Former US President Barack Obama took to social media to praise Russell’s contribution to both basketball and society.
“Today, we lost a giant. As tall as Bill Russell stood, his legacy rises far higher — both as a player and as a person,” he said.
“Perhaps more than anyone else, Bill knew what it took to win and what it took to lead. On the court, he was the greatest champion in basketball history. Off of it, he was a civil rights trailblazer — marching with Dr. King and standing with Muhammad Ali.
“For decades, Bill endured insults and vandalism, but never let it stop him from speaking up for what’s right. I learned so much from the way he played, the way he coached, and the way he lived his life. Michelle and I send our love to Bill’s family, and everyone who admired him.”

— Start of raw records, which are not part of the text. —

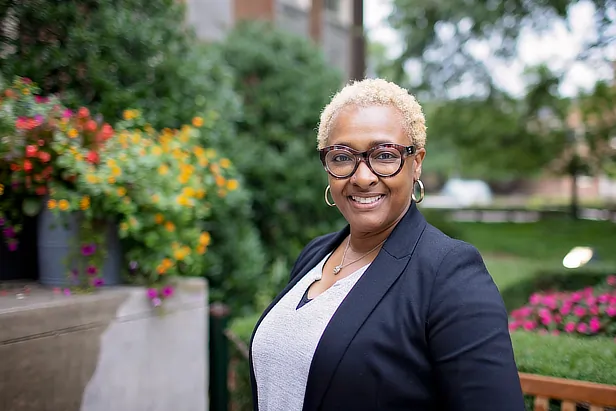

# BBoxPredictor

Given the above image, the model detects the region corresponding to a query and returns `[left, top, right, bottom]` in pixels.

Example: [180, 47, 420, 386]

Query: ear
[413, 148, 426, 180]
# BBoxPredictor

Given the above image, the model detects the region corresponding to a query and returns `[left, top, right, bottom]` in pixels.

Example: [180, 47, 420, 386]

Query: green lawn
[428, 214, 616, 291]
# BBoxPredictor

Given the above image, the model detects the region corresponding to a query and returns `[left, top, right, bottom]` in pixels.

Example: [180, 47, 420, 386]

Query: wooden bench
[520, 373, 616, 411]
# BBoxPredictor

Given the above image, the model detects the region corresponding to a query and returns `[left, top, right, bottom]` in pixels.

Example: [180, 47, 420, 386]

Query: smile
[350, 194, 385, 204]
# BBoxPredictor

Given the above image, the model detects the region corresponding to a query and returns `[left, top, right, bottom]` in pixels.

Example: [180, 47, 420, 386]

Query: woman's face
[327, 106, 425, 234]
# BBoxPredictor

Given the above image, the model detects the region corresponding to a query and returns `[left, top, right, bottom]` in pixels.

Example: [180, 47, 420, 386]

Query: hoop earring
[325, 184, 336, 207]
[411, 179, 425, 204]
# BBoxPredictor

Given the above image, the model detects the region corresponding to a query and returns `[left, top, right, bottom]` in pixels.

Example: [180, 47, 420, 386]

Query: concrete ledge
[0, 278, 208, 411]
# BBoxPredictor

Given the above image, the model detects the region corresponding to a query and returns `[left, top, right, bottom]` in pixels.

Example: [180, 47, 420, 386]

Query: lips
[349, 194, 384, 204]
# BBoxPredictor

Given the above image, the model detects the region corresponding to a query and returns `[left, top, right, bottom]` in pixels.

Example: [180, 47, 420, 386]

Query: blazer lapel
[248, 225, 349, 410]
[303, 203, 426, 411]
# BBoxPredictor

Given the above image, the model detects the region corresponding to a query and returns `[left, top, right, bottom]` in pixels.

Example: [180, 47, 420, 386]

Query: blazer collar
[298, 202, 427, 411]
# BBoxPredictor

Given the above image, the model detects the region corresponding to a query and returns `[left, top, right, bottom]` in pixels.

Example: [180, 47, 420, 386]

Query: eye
[332, 153, 353, 162]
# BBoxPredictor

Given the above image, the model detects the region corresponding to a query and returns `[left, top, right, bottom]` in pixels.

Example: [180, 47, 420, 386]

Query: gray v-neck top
[252, 254, 370, 411]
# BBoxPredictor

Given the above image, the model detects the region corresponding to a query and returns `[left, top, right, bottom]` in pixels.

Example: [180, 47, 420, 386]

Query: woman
[251, 79, 524, 411]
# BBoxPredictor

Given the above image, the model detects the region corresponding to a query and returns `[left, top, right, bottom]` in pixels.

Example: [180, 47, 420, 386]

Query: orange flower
[192, 117, 203, 127]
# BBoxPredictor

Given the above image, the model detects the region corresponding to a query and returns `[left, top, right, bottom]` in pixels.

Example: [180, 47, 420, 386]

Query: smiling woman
[250, 79, 524, 411]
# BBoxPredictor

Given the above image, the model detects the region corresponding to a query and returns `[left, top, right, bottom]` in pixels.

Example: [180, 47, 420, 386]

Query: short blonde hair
[317, 79, 426, 149]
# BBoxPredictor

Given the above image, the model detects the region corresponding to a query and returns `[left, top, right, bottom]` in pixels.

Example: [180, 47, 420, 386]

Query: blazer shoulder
[416, 223, 479, 270]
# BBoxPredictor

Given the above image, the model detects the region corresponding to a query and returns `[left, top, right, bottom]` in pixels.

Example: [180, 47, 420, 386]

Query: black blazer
[250, 203, 524, 411]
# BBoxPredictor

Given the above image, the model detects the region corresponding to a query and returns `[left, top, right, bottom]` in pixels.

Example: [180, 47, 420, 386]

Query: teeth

Russell won 11 championships with the Celtics, including eight straight from 1959 to 1966. He was a five-time NBA MVP and a 12-time All-Star.
As a coach for the Celtics, he led Boston to two titles, becoming the first Black head coach to win an NBA championship.
“Bill’s two state championships in high school offered a glimmer of the incomparable run of pure team accomplishment to come: twice an NCAA champion; captain of a gold-medal-winning US Olympic team; 11 times an NBA champion; and at the helm for two NBA championships as the first black head coach of any North American professional sports team,” the family statement continued.
“Along the way, Bill earned a string of individual awards that stands unprecedented as it went unmentioned by him. In 2009, the award for the NBA Finals most valuable player was renamed after two- time Hall of Famer as the ‘Bill Russell NBA Finals Most Valuable Player Award.’